I missed a session from longtime ILOG customer eBay but then I attended one on Agile Tax Management Using Rules and BPM by the Tax Administration Service of Mexico and EMC. The project being discussed was very successful, they say, and based on a combination of EMC’s BPM tool (Documentum) and ILOG’s rules.
SAT, the tax authority, is responsible for all the federal taxes in Mexico – about 25M taxpayers. Each year there are about 18M changes to the database of taxpayers and this called a lot of trouble. In 2005 tax collection as a percentage of GDP was one of the lowest – 10% v OECD average of 36%. It was also very expensive to collect – 10 cents on the peso went in costs. Registration as a taxpayer was required, expensive and difficult.
To fix this, many things done in parallel on the law and technology side. New systems were designed to be easier to use as a taxpayer, lower cost and flexible (because Mexican politicians, like all politicians, change the rules all the time). The project was always SOA-based, identified 13 services and got started with 3 services including taxpayer identification.

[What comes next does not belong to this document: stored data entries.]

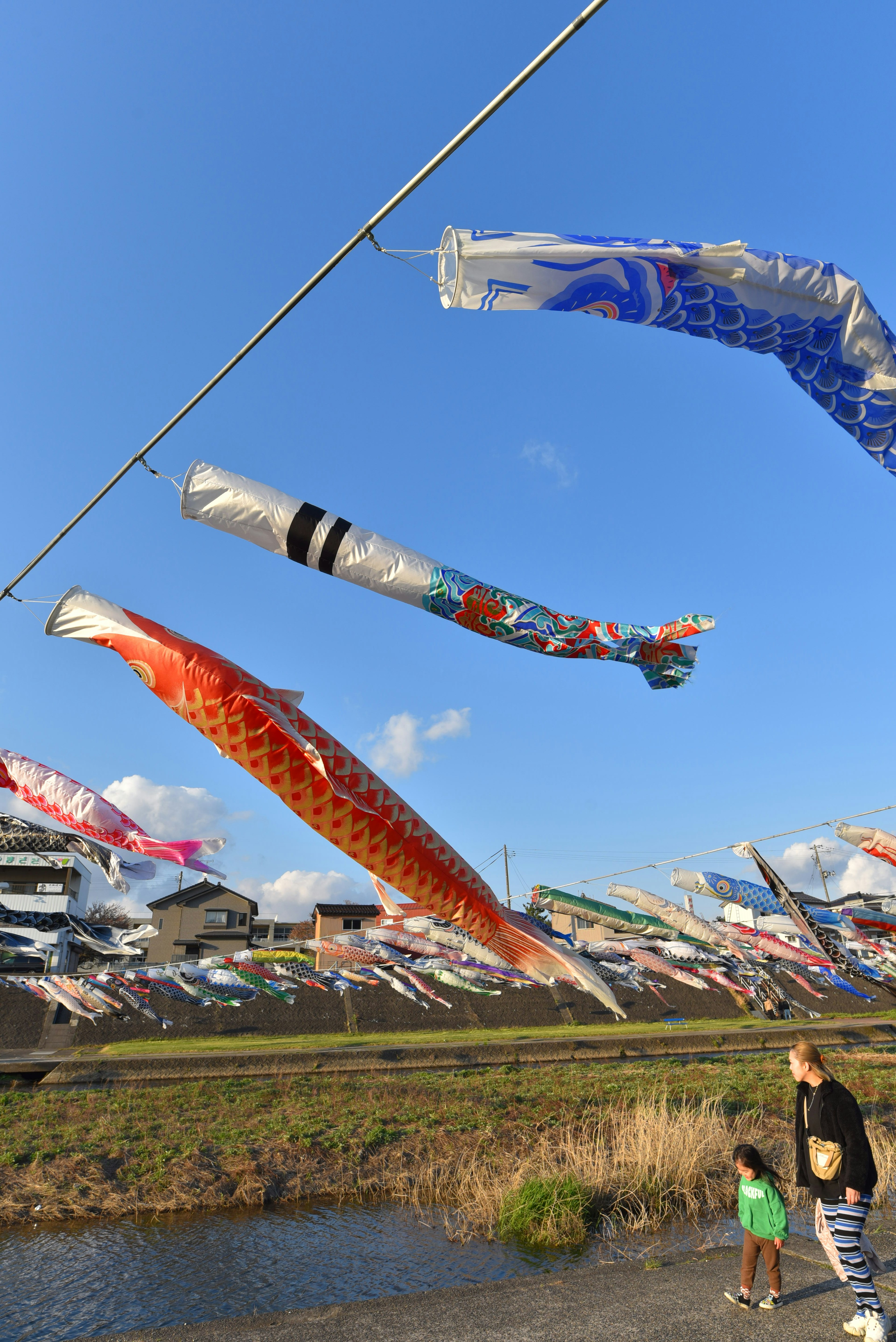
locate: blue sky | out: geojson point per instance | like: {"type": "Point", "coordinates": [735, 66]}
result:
{"type": "Point", "coordinates": [172, 174]}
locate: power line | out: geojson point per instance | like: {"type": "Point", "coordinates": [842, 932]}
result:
{"type": "Point", "coordinates": [364, 233]}
{"type": "Point", "coordinates": [705, 853]}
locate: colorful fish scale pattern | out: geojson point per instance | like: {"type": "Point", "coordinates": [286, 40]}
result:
{"type": "Point", "coordinates": [383, 834]}
{"type": "Point", "coordinates": [526, 625]}
{"type": "Point", "coordinates": [261, 982]}
{"type": "Point", "coordinates": [698, 305]}
{"type": "Point", "coordinates": [165, 990]}
{"type": "Point", "coordinates": [808, 349]}
{"type": "Point", "coordinates": [744, 893]}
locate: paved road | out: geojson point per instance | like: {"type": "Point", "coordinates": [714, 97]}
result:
{"type": "Point", "coordinates": [626, 1302]}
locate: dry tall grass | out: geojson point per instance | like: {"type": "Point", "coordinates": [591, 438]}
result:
{"type": "Point", "coordinates": [632, 1167]}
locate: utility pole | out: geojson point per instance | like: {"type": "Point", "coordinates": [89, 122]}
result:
{"type": "Point", "coordinates": [824, 874]}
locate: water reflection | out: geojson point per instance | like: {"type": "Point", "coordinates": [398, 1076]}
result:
{"type": "Point", "coordinates": [88, 1278]}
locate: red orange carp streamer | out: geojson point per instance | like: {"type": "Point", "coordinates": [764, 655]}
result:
{"type": "Point", "coordinates": [318, 779]}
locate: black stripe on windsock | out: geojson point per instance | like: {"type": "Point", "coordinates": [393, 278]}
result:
{"type": "Point", "coordinates": [331, 547]}
{"type": "Point", "coordinates": [301, 533]}
{"type": "Point", "coordinates": [302, 528]}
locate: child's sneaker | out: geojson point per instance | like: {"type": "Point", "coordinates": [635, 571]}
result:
{"type": "Point", "coordinates": [738, 1298]}
{"type": "Point", "coordinates": [876, 1326]}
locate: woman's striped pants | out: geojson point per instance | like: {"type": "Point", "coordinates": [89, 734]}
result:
{"type": "Point", "coordinates": [847, 1223]}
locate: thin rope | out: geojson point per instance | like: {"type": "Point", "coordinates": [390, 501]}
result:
{"type": "Point", "coordinates": [160, 476]}
{"type": "Point", "coordinates": [403, 260]}
{"type": "Point", "coordinates": [705, 853]}
{"type": "Point", "coordinates": [470, 129]}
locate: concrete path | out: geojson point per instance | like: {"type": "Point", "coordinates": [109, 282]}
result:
{"type": "Point", "coordinates": [682, 1300]}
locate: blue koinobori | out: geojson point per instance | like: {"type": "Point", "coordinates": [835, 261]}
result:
{"type": "Point", "coordinates": [812, 316]}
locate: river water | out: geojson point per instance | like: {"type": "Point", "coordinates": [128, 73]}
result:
{"type": "Point", "coordinates": [80, 1279]}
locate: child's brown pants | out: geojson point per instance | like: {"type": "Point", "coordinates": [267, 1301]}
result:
{"type": "Point", "coordinates": [753, 1247]}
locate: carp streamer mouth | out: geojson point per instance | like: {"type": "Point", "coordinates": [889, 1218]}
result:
{"type": "Point", "coordinates": [145, 673]}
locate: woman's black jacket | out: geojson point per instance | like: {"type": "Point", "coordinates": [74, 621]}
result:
{"type": "Point", "coordinates": [835, 1118]}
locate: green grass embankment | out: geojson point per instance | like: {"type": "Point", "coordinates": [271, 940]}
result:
{"type": "Point", "coordinates": [223, 1045]}
{"type": "Point", "coordinates": [217, 1144]}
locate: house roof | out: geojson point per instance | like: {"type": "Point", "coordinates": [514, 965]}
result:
{"type": "Point", "coordinates": [346, 910]}
{"type": "Point", "coordinates": [202, 890]}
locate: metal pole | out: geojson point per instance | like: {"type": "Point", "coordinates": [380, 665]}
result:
{"type": "Point", "coordinates": [815, 849]}
{"type": "Point", "coordinates": [325, 270]}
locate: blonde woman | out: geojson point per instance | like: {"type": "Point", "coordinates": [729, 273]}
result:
{"type": "Point", "coordinates": [828, 1112]}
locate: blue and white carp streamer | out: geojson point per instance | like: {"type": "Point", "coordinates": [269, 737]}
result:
{"type": "Point", "coordinates": [809, 315]}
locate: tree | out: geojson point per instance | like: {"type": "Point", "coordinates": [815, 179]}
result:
{"type": "Point", "coordinates": [109, 914]}
{"type": "Point", "coordinates": [540, 914]}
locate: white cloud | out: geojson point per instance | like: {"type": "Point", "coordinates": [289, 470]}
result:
{"type": "Point", "coordinates": [167, 811]}
{"type": "Point", "coordinates": [854, 871]}
{"type": "Point", "coordinates": [550, 460]}
{"type": "Point", "coordinates": [399, 747]}
{"type": "Point", "coordinates": [294, 894]}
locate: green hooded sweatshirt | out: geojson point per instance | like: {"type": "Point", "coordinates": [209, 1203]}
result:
{"type": "Point", "coordinates": [761, 1210]}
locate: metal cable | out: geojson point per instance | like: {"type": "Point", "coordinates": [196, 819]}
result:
{"type": "Point", "coordinates": [325, 270]}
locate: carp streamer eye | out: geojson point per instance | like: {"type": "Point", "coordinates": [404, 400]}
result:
{"type": "Point", "coordinates": [144, 671]}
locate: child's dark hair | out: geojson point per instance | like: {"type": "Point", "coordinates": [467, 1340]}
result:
{"type": "Point", "coordinates": [749, 1156]}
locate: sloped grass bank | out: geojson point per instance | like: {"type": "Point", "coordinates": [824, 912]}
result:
{"type": "Point", "coordinates": [640, 1141]}
{"type": "Point", "coordinates": [224, 1045]}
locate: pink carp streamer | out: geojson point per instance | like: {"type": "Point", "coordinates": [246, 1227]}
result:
{"type": "Point", "coordinates": [89, 814]}
{"type": "Point", "coordinates": [663, 967]}
{"type": "Point", "coordinates": [878, 843]}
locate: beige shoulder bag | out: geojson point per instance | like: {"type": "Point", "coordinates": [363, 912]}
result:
{"type": "Point", "coordinates": [824, 1157]}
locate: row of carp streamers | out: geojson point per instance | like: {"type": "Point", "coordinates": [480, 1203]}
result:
{"type": "Point", "coordinates": [812, 317]}
{"type": "Point", "coordinates": [681, 945]}
{"type": "Point", "coordinates": [424, 948]}
{"type": "Point", "coordinates": [263, 730]}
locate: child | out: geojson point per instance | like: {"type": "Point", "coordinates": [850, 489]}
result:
{"type": "Point", "coordinates": [765, 1226]}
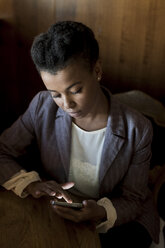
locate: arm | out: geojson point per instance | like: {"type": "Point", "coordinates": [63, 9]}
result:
{"type": "Point", "coordinates": [134, 187]}
{"type": "Point", "coordinates": [15, 140]}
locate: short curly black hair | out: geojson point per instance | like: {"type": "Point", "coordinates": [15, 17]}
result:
{"type": "Point", "coordinates": [63, 43]}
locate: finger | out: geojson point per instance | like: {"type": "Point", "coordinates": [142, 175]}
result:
{"type": "Point", "coordinates": [67, 185]}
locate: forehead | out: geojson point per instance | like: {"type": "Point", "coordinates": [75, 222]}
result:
{"type": "Point", "coordinates": [75, 72]}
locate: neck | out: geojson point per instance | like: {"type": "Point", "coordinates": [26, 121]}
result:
{"type": "Point", "coordinates": [97, 119]}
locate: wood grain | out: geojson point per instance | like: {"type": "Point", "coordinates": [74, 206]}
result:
{"type": "Point", "coordinates": [32, 223]}
{"type": "Point", "coordinates": [131, 35]}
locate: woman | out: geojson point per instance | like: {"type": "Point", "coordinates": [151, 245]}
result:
{"type": "Point", "coordinates": [89, 143]}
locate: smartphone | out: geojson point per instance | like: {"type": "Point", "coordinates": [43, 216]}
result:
{"type": "Point", "coordinates": [66, 204]}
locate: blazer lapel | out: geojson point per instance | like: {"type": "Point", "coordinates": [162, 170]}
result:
{"type": "Point", "coordinates": [114, 138]}
{"type": "Point", "coordinates": [63, 134]}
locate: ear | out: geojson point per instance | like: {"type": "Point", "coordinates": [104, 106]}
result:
{"type": "Point", "coordinates": [98, 70]}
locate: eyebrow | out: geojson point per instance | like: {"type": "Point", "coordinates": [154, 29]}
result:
{"type": "Point", "coordinates": [67, 87]}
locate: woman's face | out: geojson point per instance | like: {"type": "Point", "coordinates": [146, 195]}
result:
{"type": "Point", "coordinates": [75, 89]}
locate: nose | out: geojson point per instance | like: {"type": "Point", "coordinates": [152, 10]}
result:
{"type": "Point", "coordinates": [68, 103]}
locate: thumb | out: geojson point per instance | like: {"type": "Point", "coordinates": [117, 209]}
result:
{"type": "Point", "coordinates": [67, 185]}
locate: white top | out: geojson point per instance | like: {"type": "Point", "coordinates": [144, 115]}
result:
{"type": "Point", "coordinates": [86, 153]}
{"type": "Point", "coordinates": [86, 150]}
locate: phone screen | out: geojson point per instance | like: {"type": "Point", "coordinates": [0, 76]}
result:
{"type": "Point", "coordinates": [66, 204]}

The project identified a need for a BRMS because the rules handle 1,800 different taxpaying scenarios and the rules change often. There was a desire to have the business folks make rule changes without IT support while also giving taxpayers direct feedback. JRules was used to develop a dynamic questionnaire and since November 2006 it has handled more than 2.5M operations on taxpayer data.

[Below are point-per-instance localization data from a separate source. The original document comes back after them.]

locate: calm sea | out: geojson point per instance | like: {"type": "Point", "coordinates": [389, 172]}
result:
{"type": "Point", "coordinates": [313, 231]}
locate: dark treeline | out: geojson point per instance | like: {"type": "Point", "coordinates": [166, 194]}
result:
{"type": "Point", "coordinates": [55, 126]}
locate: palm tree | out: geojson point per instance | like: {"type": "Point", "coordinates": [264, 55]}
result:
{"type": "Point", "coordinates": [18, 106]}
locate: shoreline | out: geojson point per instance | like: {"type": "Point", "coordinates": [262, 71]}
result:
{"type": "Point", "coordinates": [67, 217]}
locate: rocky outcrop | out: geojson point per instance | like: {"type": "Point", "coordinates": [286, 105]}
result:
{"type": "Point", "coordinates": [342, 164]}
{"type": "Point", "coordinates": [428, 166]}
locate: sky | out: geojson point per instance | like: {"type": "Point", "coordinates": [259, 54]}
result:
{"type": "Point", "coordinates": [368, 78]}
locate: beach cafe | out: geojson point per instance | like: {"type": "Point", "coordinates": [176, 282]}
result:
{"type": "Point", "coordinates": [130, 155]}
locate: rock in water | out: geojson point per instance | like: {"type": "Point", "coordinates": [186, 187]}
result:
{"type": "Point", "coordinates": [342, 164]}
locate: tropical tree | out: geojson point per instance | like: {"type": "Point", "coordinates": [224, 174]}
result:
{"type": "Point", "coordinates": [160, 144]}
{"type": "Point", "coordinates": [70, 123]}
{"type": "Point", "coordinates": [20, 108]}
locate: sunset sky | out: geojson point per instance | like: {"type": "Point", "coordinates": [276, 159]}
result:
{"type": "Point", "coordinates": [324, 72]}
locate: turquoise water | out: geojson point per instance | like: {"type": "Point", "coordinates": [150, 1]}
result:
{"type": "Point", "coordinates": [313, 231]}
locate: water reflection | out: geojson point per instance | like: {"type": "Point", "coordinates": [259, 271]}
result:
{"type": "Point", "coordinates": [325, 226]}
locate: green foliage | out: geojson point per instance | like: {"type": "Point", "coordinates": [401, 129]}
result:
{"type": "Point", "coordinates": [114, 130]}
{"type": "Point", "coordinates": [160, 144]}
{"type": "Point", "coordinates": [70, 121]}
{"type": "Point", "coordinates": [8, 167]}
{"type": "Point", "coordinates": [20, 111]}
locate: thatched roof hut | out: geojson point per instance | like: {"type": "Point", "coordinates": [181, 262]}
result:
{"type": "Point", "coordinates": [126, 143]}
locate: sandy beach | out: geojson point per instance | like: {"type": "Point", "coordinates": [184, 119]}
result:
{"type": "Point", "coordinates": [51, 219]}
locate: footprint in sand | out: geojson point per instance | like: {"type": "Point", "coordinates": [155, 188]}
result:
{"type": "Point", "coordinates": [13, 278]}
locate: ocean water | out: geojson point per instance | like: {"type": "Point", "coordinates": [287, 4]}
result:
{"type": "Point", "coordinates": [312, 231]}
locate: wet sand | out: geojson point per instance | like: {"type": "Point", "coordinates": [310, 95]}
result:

Benefits were immediate with an 8% growth in tax revenue overall and income tax paid by people grew by nearly 13%. 544,000 new taxpayers added in 2006 (up 35%). Clear success and a great illustration of how a government agency can, despite all the inherent challenges, use information systems very effectively. They are adding risk assessment, distributing workload for document delivery and adding rules to the customs modernization program.